Magnetic moment of the bar magnet is given by M = 0.48 J T–1
- Distance, d = 10 cm = 0.1 m
The magnetic field at distance d from the magnet’s centre on the axis can be calculated using the following formula –
$B=\frac{{{\mu }_{0}}2M}{4\pi {{d}^{3}}}$
Where \[{{\mu }_{0}}=4\pi \times {{10}^{-7}}Tm{{A}^{-1}}\]

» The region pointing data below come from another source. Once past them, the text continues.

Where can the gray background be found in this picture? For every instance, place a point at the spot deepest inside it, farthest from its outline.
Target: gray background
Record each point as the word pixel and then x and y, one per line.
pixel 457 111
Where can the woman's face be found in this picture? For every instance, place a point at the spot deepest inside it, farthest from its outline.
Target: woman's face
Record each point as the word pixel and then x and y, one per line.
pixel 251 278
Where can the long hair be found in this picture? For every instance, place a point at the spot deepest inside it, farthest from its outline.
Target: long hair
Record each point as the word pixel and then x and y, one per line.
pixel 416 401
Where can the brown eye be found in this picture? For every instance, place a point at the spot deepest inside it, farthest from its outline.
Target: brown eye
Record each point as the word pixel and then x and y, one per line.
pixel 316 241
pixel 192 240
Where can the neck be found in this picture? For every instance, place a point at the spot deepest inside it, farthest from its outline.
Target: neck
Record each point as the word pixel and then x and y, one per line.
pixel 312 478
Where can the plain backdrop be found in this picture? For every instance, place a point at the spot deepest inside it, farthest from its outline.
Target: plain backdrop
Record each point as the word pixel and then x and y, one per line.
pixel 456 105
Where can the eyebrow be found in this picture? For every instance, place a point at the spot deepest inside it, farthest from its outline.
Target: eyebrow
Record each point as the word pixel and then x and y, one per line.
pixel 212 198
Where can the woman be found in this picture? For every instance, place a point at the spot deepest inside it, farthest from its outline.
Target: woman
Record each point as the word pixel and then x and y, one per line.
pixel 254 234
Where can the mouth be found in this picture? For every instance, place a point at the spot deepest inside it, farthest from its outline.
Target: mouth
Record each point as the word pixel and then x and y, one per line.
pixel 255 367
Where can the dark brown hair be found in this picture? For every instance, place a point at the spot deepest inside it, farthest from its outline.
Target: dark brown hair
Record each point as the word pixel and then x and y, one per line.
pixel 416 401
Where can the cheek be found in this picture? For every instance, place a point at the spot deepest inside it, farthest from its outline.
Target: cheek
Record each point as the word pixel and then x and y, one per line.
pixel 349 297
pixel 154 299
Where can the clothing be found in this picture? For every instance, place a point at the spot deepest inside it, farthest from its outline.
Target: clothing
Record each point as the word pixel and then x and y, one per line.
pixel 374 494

$B=\frac{4\pi \times {{10}^{-7}}\times 2\times 0.48}{4\pi \times {{(0.1)}^{3}}}$
$B=0.96G$
The magnetic field is along the S-N direction.
(b)
The magnetic field at a distance 10 cm (i.e., d = 0.1 m) on the equatorial line of the magnet is given by the following relation –
$B=\frac{{{\mu }_{0}}M}{4\pi {{d}^{3}}}$
Where \[{{\mu }_{0}}=4\pi \times {{10}^{-7}}Tm{{A}^{-1}}\]
$B=\frac{4\pi \times {{10}^{-7}}\times 0.48}{4\pi \times {{(0.1)}^{3}}}$
$B=0.48G$
The magnetic field is along the N – S direction.